В ближайшую ладью Харальд на руках отнес Елисаву и усадил на свернутый шатер. Ладью немедленно оттолкнули от берега, норманны попрыгали внутрь, взялись за весла и дружно ударили по воде.

— Что это значит, Харальд? — в изумлении спросила Елисава.

— Мы уезжаем, Эллисив, — бросил Харальд через плечо, тоже орудуя веслом. — Разве ты не знала?

— Это ты уезжаешь! А я остаюсь! — В негодовании Елисава даже вскочила на ноги, но тут же покачнулась и вновь поспешно села, чтобы не свалиться в воду. — Я не собираюсь ехать с тобой! Я возвращаюсь к родным! Я остаюсь здесь, во Всесвяче, пока за мной не приедет отец или кто-то из братьев.

— А я так понял, что ты едешь со мной, — отозвался Харальд, не переставая усердно работать веслом. — Как же иначе, если ты теперь на моей стороне?

— Я не хотела, чтобы тебя убили! И это все!

— Значит, я ошибся, — без малейшего сожаления заключил Харальд. — Но что тужить о том, чего нельзя воротить? Я оставил твоим родным выкуп за невесту и подарки. Теперь ты моя, и тебе придется поехать со мной.

— Я не поеду с тобой! — Елисава все же вскочила и вцепилась в его плечо. — Харальд! Немедленно высади меня на берег! Я не собираюсь ехать с тобой! Ты слышишь?

— Не тереби меня, Эллисив, иначе мы перевернемся! Я ошибся, извини, но я не могу тебя высадить. Мы не можем останавливаться, потому что вот-вот Висислейв узнает, что мои люди увели из Все… того города свои ладьи и вынесли сокровища со всеми прочими вещами. Он поймет, что мы задумали бегство. И пустится в погоню. Я не могу оставить знатную деву одну посреди леса. А еще, когда Висислейв догонит нас и увидит тебя в моей ладье, он будет вести себя осторожнее.

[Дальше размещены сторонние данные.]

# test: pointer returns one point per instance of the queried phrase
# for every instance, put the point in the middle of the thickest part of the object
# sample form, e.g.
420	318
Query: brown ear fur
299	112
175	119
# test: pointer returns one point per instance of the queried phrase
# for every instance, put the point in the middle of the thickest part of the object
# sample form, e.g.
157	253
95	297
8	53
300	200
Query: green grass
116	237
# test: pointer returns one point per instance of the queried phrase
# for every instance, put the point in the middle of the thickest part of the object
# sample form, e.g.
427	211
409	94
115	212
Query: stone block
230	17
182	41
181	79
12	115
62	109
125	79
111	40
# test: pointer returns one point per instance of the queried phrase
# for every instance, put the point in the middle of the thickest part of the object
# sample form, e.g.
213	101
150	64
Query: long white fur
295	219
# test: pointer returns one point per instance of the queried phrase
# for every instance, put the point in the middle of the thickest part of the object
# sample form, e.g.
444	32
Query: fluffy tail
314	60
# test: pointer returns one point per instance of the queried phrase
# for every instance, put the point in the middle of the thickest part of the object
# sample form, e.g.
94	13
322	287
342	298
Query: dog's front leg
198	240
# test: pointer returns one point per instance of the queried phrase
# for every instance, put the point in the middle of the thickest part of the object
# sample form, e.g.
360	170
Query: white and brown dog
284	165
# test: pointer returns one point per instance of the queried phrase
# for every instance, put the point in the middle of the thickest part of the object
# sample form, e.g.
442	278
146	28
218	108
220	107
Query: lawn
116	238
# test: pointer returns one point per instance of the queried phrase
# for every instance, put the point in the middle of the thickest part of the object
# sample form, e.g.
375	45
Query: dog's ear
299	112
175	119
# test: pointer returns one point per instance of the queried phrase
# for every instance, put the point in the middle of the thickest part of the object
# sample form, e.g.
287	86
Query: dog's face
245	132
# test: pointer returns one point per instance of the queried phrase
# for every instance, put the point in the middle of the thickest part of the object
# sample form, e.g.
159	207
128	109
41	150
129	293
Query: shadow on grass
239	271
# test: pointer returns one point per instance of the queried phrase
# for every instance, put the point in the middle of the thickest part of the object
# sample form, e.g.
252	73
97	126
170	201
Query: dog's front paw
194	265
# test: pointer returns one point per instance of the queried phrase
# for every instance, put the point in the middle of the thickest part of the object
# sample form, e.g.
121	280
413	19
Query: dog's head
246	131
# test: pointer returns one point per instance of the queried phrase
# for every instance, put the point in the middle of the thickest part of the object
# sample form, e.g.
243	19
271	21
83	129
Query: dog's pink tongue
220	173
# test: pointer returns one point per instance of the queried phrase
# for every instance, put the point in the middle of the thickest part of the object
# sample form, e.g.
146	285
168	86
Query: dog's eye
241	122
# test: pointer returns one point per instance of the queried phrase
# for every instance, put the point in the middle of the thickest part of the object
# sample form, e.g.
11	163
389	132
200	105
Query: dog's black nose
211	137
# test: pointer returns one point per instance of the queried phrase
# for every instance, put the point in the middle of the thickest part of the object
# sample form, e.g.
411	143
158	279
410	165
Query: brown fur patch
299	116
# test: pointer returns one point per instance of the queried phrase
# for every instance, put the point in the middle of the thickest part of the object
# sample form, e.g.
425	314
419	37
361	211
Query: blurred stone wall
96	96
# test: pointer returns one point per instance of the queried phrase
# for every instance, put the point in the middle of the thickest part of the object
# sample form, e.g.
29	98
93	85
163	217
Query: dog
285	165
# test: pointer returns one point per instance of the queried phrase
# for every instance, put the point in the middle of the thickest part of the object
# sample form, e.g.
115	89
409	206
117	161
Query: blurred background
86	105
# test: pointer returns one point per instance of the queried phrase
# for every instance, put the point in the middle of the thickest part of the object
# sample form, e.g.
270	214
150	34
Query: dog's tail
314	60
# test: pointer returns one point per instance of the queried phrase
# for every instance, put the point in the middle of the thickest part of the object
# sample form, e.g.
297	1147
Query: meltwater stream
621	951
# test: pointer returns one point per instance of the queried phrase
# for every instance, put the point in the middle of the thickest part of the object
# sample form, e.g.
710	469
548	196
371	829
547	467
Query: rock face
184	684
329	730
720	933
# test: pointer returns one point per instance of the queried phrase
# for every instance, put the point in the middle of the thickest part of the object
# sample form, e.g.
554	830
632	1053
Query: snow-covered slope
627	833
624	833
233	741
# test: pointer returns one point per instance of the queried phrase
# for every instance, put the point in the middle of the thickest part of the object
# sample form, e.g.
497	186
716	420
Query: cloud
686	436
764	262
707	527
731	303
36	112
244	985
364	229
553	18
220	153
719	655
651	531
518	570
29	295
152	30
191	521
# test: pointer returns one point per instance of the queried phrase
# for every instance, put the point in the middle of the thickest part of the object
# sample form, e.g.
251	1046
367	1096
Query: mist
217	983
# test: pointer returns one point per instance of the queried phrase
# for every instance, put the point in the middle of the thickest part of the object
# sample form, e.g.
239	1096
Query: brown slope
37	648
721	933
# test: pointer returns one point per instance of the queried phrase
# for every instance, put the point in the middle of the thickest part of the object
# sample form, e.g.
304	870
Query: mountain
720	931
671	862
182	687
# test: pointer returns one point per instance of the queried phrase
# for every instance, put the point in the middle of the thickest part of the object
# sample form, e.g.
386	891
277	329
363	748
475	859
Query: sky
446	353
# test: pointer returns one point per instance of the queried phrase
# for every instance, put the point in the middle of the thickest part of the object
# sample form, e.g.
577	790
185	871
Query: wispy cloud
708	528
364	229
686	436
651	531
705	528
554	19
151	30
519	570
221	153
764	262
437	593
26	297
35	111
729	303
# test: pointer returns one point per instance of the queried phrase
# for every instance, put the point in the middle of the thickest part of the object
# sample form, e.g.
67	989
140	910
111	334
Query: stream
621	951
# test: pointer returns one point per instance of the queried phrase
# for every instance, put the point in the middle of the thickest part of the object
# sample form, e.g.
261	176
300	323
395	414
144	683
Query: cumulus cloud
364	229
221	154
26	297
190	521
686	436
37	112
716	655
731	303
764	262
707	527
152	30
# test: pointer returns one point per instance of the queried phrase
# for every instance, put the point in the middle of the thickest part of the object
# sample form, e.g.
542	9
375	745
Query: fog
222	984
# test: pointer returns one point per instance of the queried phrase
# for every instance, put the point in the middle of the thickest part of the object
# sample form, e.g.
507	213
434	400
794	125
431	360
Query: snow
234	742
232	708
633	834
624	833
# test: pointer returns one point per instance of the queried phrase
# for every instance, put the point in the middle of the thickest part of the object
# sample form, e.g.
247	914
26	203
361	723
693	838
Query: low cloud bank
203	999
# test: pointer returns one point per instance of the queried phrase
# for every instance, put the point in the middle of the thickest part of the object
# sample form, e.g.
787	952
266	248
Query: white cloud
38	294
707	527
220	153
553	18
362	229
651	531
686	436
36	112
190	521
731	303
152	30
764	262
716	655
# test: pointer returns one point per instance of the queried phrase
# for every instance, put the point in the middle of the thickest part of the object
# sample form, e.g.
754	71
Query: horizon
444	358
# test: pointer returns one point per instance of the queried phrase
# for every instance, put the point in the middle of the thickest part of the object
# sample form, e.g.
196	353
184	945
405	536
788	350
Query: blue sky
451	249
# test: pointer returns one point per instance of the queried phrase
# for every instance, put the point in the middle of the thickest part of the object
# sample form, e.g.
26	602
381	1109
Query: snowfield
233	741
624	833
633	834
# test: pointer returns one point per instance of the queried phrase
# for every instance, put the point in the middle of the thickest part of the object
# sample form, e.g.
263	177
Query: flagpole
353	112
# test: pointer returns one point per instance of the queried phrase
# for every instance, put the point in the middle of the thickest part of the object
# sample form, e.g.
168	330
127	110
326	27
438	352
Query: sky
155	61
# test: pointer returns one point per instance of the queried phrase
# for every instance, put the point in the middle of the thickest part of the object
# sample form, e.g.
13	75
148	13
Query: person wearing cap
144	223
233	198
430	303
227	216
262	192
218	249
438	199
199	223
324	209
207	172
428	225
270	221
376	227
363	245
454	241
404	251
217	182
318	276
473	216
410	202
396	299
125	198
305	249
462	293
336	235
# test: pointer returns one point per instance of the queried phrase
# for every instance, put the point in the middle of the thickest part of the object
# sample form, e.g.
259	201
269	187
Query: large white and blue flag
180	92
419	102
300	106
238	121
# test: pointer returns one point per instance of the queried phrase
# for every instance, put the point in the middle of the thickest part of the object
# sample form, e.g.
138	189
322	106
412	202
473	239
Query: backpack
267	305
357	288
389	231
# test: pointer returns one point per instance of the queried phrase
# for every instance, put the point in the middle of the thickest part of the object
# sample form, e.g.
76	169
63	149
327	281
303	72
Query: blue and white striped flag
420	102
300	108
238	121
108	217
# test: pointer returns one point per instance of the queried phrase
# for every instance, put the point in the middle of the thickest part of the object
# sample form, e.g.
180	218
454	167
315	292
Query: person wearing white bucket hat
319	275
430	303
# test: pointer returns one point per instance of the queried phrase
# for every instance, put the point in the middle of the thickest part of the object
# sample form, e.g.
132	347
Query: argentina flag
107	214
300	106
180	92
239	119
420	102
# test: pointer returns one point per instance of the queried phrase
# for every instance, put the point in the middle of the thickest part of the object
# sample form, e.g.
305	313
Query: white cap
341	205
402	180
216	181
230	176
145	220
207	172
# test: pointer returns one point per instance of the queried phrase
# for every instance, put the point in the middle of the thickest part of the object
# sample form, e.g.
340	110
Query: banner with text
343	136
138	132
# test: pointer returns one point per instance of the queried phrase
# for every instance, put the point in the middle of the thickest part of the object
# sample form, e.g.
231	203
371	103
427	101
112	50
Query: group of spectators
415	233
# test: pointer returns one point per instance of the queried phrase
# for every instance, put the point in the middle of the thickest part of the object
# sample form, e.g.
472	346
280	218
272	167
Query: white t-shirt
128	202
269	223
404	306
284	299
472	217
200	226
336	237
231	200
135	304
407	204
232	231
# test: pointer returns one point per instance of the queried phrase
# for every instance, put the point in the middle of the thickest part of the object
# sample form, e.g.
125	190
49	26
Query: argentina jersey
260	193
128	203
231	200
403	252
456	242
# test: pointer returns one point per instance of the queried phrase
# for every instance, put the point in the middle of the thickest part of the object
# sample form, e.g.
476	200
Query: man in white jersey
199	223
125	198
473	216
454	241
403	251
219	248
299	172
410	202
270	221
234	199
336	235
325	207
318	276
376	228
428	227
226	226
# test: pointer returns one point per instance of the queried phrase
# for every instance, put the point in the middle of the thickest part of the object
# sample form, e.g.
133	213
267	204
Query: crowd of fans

— Ты опять прикрываешься мною, как щитом! — От возмущения и досады на собственную глупость у Елисавы даже слезы выступили. — Может, опять достанешь скрам?

— Пока нет необходимости.

— А когда будет — достанешь? И опять приставишь к моему горлу? Вот твоя благодарность за то, что я спасла тебе жизнь!

— Не волнуйся так, Эллисив. Ты же знаешь, что я не причиню тебе вреда, даже если достану скрам и приставлю его к твоему горлу. Но другие ведь об этом не знают, и этим нужно пользоваться.

— Ты… бессовестная скотина! — Елисава опять села на свернутый шатер и в отчаянии сжала голову руками. — А я — последняя дура! Я же знала, кто ты такой! Я же знала, что ты — наглая сволочь, бесстыжая тварь, для которой главное — добиться своего, а какой ценой — не имеет значения! Ты все время хвастаешь своими победами, да и я уже видела, какими способами ты действуешь, но почему-то думала, что со мной ты будешь вести себя порядочнее!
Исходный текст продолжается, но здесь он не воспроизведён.